Showing posts with label vision. Show all posts
Showing posts with label vision. Show all posts

Monday, January 5, 2015

The Analytic Profession in One Tweet

Last week, a blog post by an Army strategist appeared on The Bridge (a marvelous blog that I highly recommend to military professionals of all stripes) that posed the following question:

"How would you define the art and science of our profession in one tweet?"

In this case "our profession" referred to the profession of arms, and the author put forward a compact solution with an attendant explication of his reasons that answered the challenge nicely. There is, I think, more than a little value in an effort like this one, and cutting away the chaff and getting to the heart of who we are, what we do, and why we do it is more than just an interesting intellectual exercise. If done well, it provides a clear and memorable vision that communicates to those on the outside what we do and to those on the inside why and how we do it (whatever "it" might be), in this way creating a professional community centered on the vision. This clarity of vision then has any number of second-order effects on prioritization, training, recruiting, etc., and the effort to create it can pay incredible dividends.
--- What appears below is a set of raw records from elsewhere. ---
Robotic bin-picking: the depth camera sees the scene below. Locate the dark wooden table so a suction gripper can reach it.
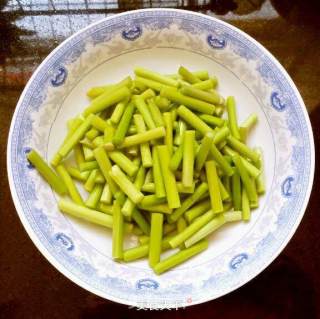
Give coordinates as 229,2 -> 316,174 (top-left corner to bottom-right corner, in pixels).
0,0 -> 320,319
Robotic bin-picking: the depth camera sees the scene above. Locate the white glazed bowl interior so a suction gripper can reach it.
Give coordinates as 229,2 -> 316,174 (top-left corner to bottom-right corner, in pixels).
8,9 -> 314,308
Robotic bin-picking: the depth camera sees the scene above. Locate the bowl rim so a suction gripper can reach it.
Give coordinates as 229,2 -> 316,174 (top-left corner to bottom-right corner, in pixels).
7,8 -> 315,309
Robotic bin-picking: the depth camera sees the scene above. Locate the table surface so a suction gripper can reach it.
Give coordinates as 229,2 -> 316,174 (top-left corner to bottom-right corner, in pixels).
0,0 -> 320,319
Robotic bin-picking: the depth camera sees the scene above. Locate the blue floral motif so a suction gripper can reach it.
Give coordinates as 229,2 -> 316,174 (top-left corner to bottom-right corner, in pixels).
229,253 -> 249,270
23,147 -> 34,169
281,176 -> 294,197
8,10 -> 313,304
51,66 -> 68,86
207,34 -> 226,49
55,233 -> 74,251
271,92 -> 286,112
136,278 -> 159,290
121,26 -> 142,41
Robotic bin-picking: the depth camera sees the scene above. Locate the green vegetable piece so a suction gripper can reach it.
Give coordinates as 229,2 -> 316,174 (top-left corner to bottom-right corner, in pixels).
100,183 -> 112,204
168,183 -> 208,223
223,146 -> 261,178
163,112 -> 173,155
104,122 -> 115,143
134,67 -> 179,87
109,165 -> 143,204
180,85 -> 224,104
108,151 -> 139,176
85,128 -> 100,141
138,204 -> 172,214
255,148 -> 266,195
132,208 -> 150,236
177,216 -> 188,250
104,127 -> 166,151
84,169 -> 98,192
227,136 -> 259,163
210,144 -> 233,176
58,198 -> 132,232
51,115 -> 93,166
241,188 -> 251,221
91,114 -> 107,133
184,214 -> 225,247
149,213 -> 163,267
73,144 -> 85,168
178,66 -> 201,84
218,176 -> 230,201
160,88 -> 215,115
66,167 -> 90,182
27,150 -> 67,195
121,166 -> 146,216
199,114 -> 226,127
213,126 -> 230,145
147,99 -> 164,127
110,99 -> 128,124
152,147 -> 166,198
169,210 -> 215,248
92,135 -> 104,148
154,95 -> 171,111
205,161 -> 223,213
184,199 -> 211,224
195,132 -> 214,172
192,79 -> 215,91
227,96 -> 240,140
82,145 -> 94,162
97,202 -> 113,215
156,145 -> 181,208
182,130 -> 195,187
134,114 -> 152,167
173,119 -> 187,145
169,144 -> 183,172
112,200 -> 124,260
231,169 -> 242,210
233,154 -> 258,203
135,76 -> 171,92
222,210 -> 242,223
123,235 -> 175,261
177,105 -> 213,135
93,146 -> 119,195
134,97 -> 156,130
112,103 -> 135,145
140,195 -> 167,206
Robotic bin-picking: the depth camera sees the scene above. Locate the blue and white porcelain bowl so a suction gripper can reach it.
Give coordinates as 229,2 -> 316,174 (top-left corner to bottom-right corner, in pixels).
8,9 -> 314,308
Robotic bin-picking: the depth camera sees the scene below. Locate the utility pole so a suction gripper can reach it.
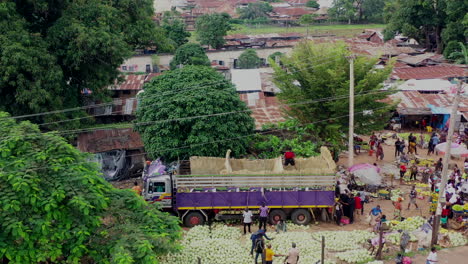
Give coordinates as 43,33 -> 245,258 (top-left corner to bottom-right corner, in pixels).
431,80 -> 463,247
348,56 -> 354,168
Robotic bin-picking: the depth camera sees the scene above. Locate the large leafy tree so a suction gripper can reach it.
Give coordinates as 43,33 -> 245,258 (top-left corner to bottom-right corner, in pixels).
170,43 -> 210,69
135,66 -> 254,160
237,49 -> 261,69
0,0 -> 172,128
270,42 -> 392,147
237,2 -> 273,19
0,112 -> 181,264
385,0 -> 468,53
195,13 -> 231,49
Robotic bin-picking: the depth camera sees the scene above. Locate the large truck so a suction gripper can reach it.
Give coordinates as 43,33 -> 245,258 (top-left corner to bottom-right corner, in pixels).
143,147 -> 336,227
143,174 -> 335,227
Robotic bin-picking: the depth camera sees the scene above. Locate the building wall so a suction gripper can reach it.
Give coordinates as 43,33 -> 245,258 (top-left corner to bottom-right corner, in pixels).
120,47 -> 292,72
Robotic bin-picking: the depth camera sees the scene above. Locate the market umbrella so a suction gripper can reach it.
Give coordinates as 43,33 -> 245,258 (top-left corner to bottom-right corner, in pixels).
348,163 -> 382,185
435,142 -> 468,158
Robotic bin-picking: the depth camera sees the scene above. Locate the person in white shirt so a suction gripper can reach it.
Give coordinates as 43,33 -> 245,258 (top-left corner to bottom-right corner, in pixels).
284,243 -> 299,264
242,208 -> 252,235
426,247 -> 438,264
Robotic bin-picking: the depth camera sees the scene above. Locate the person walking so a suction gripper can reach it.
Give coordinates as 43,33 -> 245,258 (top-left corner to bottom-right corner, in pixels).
255,237 -> 265,264
250,229 -> 272,255
265,244 -> 286,264
132,182 -> 143,196
410,163 -> 418,181
426,247 -> 439,264
242,207 -> 253,235
369,205 -> 382,225
408,185 -> 419,210
354,193 -> 363,220
258,202 -> 270,230
335,199 -> 343,225
284,243 -> 299,264
395,138 -> 401,158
As a member of more than one professional community, though, this line of thinking led me to wonder, "How would you define the art and science of our military analytic profession in one tweet?" I frequently use the phrasing below when discussing the career field among the analysts with whom I work, though I can't claim credit for its composition. Those who know Mike Payne will recognize it and have likely been part of the ongoing conversation that led to it, but the words are his:

"Analysts learn how things work and explain it to others, usually in relation to other things and often quantitatively."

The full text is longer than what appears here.